Unlike my brother, I don’t get to a lot of pro football games. Two years ago my wife surprised me with a trip to Green Bay to see the Packers play the New York Giants in a post-season game. Fabulous weekend, but not only did the Pack get upset, for which I earned the label jinx, but we also had a flight cancelled and had to spend a night in Detroit.

Prior to that, I had attended Super Bowl VI (Uncle Eddie took me) in New Orleans, an Eagles-Vikings game in Philadelphia (I won the tickets) and a Cowboys-Eagles game, also in Philly. That last one was interesting. My son was 10 at the time and a huge Cowboys fan. He was dressed in Cowboys gear from head to toe. Eagles fans started harrassing us at breakfast. “But don’t worry,” one guy said. “We’d never hurt a little kid. We just take it out on his dad.” The Eagles won, thank God.

Now to that 2003 game. My brother called me on a Friday afternoon saying he had two tickets for the Sunday game on a bus trip that was leaving Saturday morning. How could I say no? We stayed at the Hilton near the stadium Saturday night and that brings me to the story I want to share.

I was at the packed lobby bar Saturday night trying to order a drink when I struck up a conversation with a dignified gentleman sipping a white wine. It was the usual small talk: Here for the game? Steelers fan? Where ya from? “The Northeast,” he said. “Philadelphia.”
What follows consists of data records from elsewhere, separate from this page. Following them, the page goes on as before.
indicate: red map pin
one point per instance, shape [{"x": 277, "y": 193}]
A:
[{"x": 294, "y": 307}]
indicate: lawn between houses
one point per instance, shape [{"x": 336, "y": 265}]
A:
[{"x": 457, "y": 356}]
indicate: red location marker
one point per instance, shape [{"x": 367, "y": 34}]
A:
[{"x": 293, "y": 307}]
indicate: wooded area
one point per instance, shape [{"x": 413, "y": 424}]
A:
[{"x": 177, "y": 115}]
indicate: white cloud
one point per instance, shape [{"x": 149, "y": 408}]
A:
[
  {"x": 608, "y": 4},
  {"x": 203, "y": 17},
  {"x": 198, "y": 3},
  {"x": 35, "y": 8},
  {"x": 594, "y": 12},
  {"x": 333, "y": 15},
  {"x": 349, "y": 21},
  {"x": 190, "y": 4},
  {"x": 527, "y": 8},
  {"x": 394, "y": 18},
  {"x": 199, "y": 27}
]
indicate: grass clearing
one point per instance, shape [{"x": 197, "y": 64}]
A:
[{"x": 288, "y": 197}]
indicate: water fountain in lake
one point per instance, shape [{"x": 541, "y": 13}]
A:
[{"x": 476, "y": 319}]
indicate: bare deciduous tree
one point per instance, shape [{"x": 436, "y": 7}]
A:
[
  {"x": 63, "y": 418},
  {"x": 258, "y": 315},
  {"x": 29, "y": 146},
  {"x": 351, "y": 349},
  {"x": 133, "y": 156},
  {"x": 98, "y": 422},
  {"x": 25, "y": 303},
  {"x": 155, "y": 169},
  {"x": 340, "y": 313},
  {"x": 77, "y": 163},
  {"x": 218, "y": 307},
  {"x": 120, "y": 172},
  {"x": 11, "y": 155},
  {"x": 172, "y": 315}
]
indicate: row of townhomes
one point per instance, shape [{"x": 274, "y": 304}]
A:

But this was no Eagles fan. Hardly. Turned out he was in town at the request of then-Steelers Coach Bill Cowher to lead the team in prayer prior to the game. He was stationed in Pittsburgh for 13 years, he said, and had become good friends with Cowher.
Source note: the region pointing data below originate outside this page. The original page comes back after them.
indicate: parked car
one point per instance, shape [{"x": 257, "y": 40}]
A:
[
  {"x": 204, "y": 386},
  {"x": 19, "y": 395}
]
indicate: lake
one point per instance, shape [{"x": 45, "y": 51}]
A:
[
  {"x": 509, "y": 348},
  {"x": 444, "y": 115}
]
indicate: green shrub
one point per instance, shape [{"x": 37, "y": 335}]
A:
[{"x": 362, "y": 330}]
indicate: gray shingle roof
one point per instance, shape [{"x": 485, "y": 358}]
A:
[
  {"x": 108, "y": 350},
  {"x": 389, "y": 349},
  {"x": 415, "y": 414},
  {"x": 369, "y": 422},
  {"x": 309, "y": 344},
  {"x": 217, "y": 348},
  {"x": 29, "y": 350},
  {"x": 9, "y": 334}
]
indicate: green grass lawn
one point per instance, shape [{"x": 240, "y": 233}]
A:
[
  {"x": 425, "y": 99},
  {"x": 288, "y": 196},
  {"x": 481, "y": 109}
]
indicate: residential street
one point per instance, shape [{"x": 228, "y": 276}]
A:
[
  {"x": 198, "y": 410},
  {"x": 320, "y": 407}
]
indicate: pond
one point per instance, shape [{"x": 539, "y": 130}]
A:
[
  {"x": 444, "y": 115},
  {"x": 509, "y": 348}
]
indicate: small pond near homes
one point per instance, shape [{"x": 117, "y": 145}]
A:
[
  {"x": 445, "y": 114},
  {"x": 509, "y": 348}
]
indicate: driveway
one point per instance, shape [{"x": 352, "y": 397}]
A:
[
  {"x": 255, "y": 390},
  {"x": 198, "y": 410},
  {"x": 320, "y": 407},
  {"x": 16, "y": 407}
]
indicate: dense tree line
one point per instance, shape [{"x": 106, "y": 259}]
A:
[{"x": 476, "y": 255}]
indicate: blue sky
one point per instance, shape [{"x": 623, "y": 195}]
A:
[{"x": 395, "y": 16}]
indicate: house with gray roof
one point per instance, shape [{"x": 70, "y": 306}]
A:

I asked Rev. John Galloway (no need for the title reverend, he said, or doctor, although he held a PhD), to join us, a party of about six, and he obliged pointing out he was waiting for his wife who would be glad to join us too. After introductions and a little chat, he stood up and said, “Here she comes now. I can see her caretaker.”

That’s when he explained that his wife had ALS (Lou Gehrig’s Disease). “It’s been only eight months,” he said, “but she cannot walk, feed herself or talk.”

Susan arrived in a wheelchair holding a laptop. But before any of us could even begin to feel sorry for her, she became the life of the party. She was attractive, and animated and a pure joy to be around. Using the laptop to communicate, she was the center of every conversation. She “talked” so much that she drained the battery, but that didn’t stop her. She continued to converse using sign language and spelling out words in the air with her fingers. Figuring out what she was trying to say turned into somewhat of a game and she’d laugh and give a thumbs up sign whenever we got it right. We all fell in love with her.

Of course, the next day we credited the reverend for the Steelers miraculous comeback.

I tracked him down during the week and spoke with him on the phone. He said his message in his talk with the Steelers had been “patience.”

“When you have patience,” he told them, “everything always works out.”

I do, of course, remember Lynn Swan. But I think about Susan Galloway a lot more.